The discovery pipeline runs every 6 hours and the enrichment pipeline runs daily. New companies are added continuously. Funding stage and insolvency status lag reality by days to weeks — we rely on public signals, not real-time filings.

How are competitors determined?

Two companies get a COMPETITOR_OF edge if they share the same category AND at least one tag. This is a structural heuristic — it identifies companies in overlapping spaces, not verified competitive intelligence. False positives are possible.

What does a POTENTIAL_MATCH edge mean?

It means an investor's declared focus areas overlap with a company's category. It is not an actual investment or expression of interest — just a signal that the investor's mandate aligns with the company's space.

Why is my company missing?

Coverage focuses on DACH (Germany, Austria, Switzerland) startups. The gap-analysis pipeline finds companies in sparse categories, but smaller or B2B-only companies may not appear in public sources. If you want a company added, contact us.

Why does the galaxy look sparse / why are there so many lone dots?

Edges are created in two ways: (1) COMPETITOR_OF requires same category AND shared tags — nodes added by the scout pipeline have no tags until the enrichment engine fills them in. (2) CO_INVESTED_WITH and SECTOR_PEER edges are created by Edge Inference, which runs automatically after each ingest batch but can also be triggered manually from the Import tab. Run Enrich first to fill tags, then trigger Edge Inference to connect the dots.

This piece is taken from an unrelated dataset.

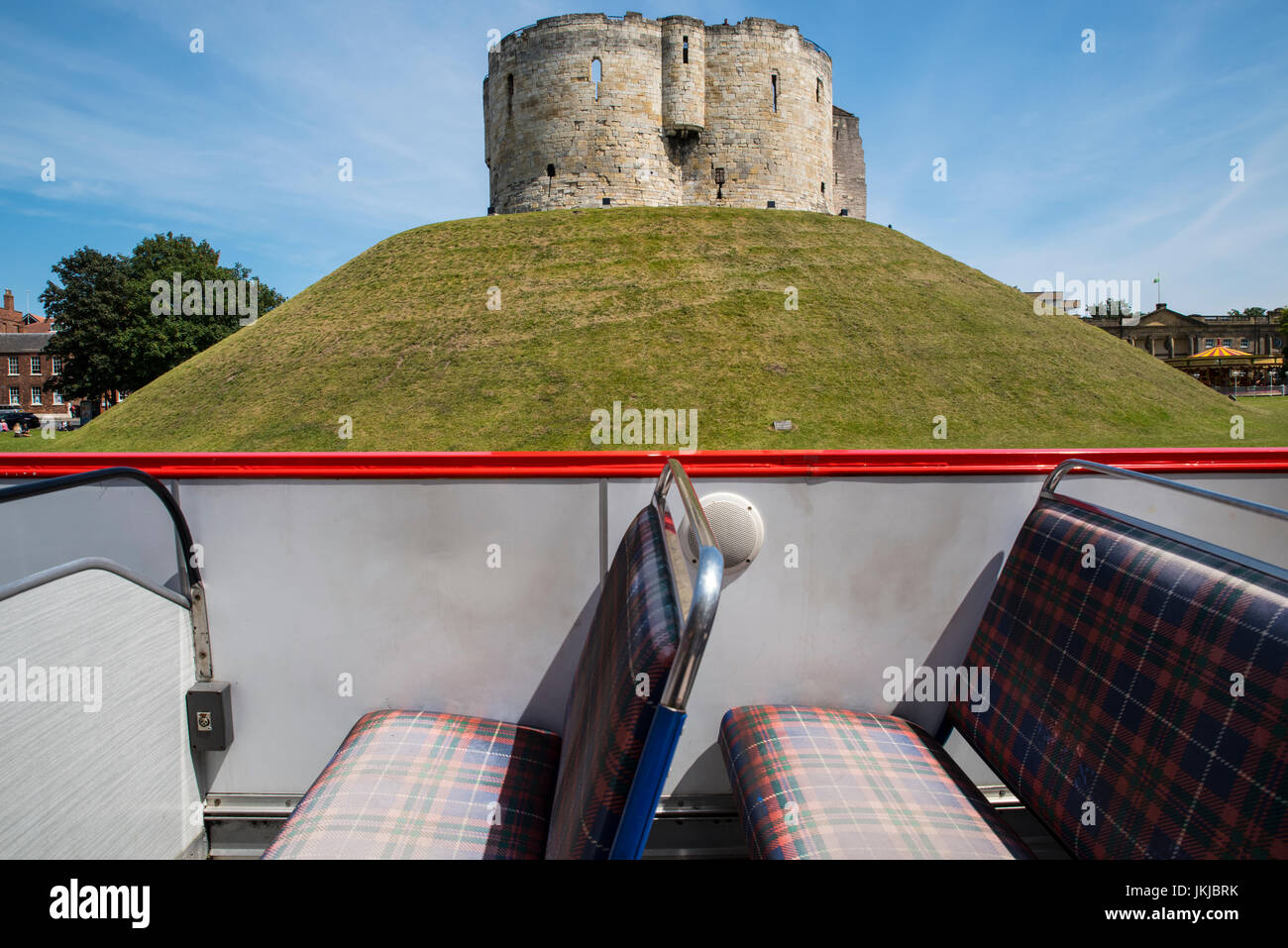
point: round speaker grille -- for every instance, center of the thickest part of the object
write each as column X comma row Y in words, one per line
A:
column 738, row 527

What does "Enrich persons" do and when should I disable it?

When enabled, the enricher runs a second Ollama pass per company to identify founders and C-level people, then creates Person nodes and FOUNDED edges. This doubles enrichment time. Disable it from the Enrich tab toggle when you want to prioritise filling company fields (description, tags, stage, BMC) first.

The Galaxy is slow on my machine — what can I do?

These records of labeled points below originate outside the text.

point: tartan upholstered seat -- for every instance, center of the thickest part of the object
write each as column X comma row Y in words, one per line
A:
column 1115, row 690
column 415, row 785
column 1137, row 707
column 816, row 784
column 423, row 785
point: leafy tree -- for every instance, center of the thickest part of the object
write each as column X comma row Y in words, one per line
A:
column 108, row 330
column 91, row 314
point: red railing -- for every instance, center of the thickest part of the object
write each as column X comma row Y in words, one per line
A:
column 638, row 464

Reduce the node count using the country or category filters in the top bar. Filtering to a single country (e.g. CH) loads ~300–600 nodes instead of ~2000 and runs much faster.

What is the NUC / Ollama mentioned in the pipeline?

We run a local AMD Ryzen AI box (NUC) with Ollama serving qwen3.6 — a 6B-parameter open-weight model — for structured company extraction from raw web text. It avoids sending raw scraped content to external APIs.